About the Nuances between Performance Bond and Performance Guarantee
A Performance Bond (PB) is a guarantee that follows the goods to the destination port in where if the goods can be rejected for good reason, then applying on the collection of PB supported by a Bank Guarantee (BG). Both the Performance Guarantee and the Performance bond are “based” on performance yet both are different types of performance assurance.
A Performance Bond is for a deal that works for the supplier in possession of goods and an end buyer taking possession of goods. The delivery of title documents cannot be secured so an intermediary is not to enter in such deals.
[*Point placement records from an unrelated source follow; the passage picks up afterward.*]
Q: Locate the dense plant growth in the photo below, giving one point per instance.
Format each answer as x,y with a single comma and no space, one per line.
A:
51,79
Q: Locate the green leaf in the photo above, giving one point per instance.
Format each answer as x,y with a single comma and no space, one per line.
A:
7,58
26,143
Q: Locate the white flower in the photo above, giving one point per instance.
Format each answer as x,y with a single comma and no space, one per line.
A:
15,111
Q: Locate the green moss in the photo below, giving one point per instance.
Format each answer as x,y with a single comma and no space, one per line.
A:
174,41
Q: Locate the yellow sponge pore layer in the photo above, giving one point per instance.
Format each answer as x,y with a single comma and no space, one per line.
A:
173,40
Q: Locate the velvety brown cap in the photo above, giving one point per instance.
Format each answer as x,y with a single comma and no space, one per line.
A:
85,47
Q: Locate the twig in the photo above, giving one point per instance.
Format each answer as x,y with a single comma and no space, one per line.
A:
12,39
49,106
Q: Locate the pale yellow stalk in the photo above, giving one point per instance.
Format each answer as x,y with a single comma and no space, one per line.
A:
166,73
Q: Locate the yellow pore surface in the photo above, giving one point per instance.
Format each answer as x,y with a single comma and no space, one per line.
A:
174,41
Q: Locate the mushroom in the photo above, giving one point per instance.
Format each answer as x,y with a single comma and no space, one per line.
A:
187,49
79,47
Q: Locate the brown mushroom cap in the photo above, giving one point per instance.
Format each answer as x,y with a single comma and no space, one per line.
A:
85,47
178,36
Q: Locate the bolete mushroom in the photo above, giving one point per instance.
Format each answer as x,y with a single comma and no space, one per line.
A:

As to Performance Guarantee, it is a guarantee given by the seller’s bank to the buyers bank in the form of an unconditional Stand-By letter of Credit.
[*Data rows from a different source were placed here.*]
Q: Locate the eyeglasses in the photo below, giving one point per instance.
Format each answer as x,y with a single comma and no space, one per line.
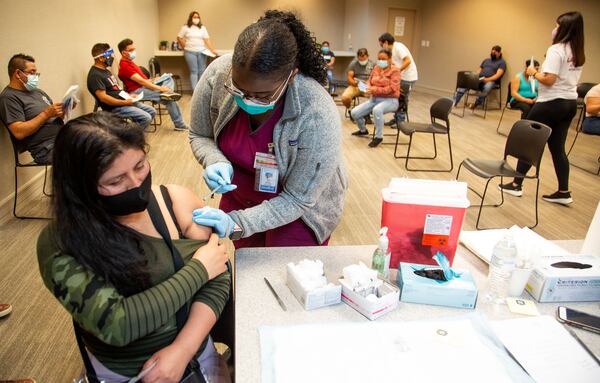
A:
107,53
32,72
259,101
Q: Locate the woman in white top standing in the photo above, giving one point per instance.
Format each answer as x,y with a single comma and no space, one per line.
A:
556,104
195,41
If the delivery fails and the delivery documents are not presented to the bank on the date specified in the contract, the bank just automatically pays buyer bank the Performance Guarantee unconditionally, No questions asked. So the Intermediary must ask the seller to issue a Performance Guarantee (PG) of 2% (Not a Performance Bond) of the total cost as defined in contract, issued as unconditional as per Stand-by Letter of Credit procedures defined under UCP600 banking rules, issued within 3 days of buyers L/C being transferred.
Special Note: A Performance Guarantee does not activate the L/C. Same applies to activation of the L/C does not mean money. A Bank Performance Guarantee is issued in the form of a Stand by Letter of Credit defined by and subject to the rules of ISP98 (International Standby Practice) by the suppliers bank as a guarantee of delivery to the buyers bank. This is a complete separate entity to the Pre Advised Documentary Letter of Credit. The Pre Advised Transferable Documentary Letter of Credit is issued by a prime Top World Bank Per UCP600 banking laws by the buyer for purchase of goods and is activated only when the Pre Advise conditions are met.
The conditions in the Pre Advise L/C is not the Performance Guarantee. Activation of a letter of credit is not money in the suppliers bank account. Activation of the L/C means the buyer who issued the L/C cannot change his mind and void the Letter of Credit unless fraud is proven. The active Letter of Credit turns into money only when the delivery documents are presented to the bank and the end buyer.
The L/C is always issued first by the buyer and the Bank Performance Guarantee is issued by the supplier second. Sometimes instead of a Bank Guarantee the supplier offers a “LDD” (Late Delivery Discount) applied as a credit of XX% to favor of the end buyer on the Sellers invoice if delivery fails to be made on time. The buyer sometimes sees the “LDD” as the favorable choice of delivery guarantee as the % value offered on the LDD is higher than the % value of the SLC.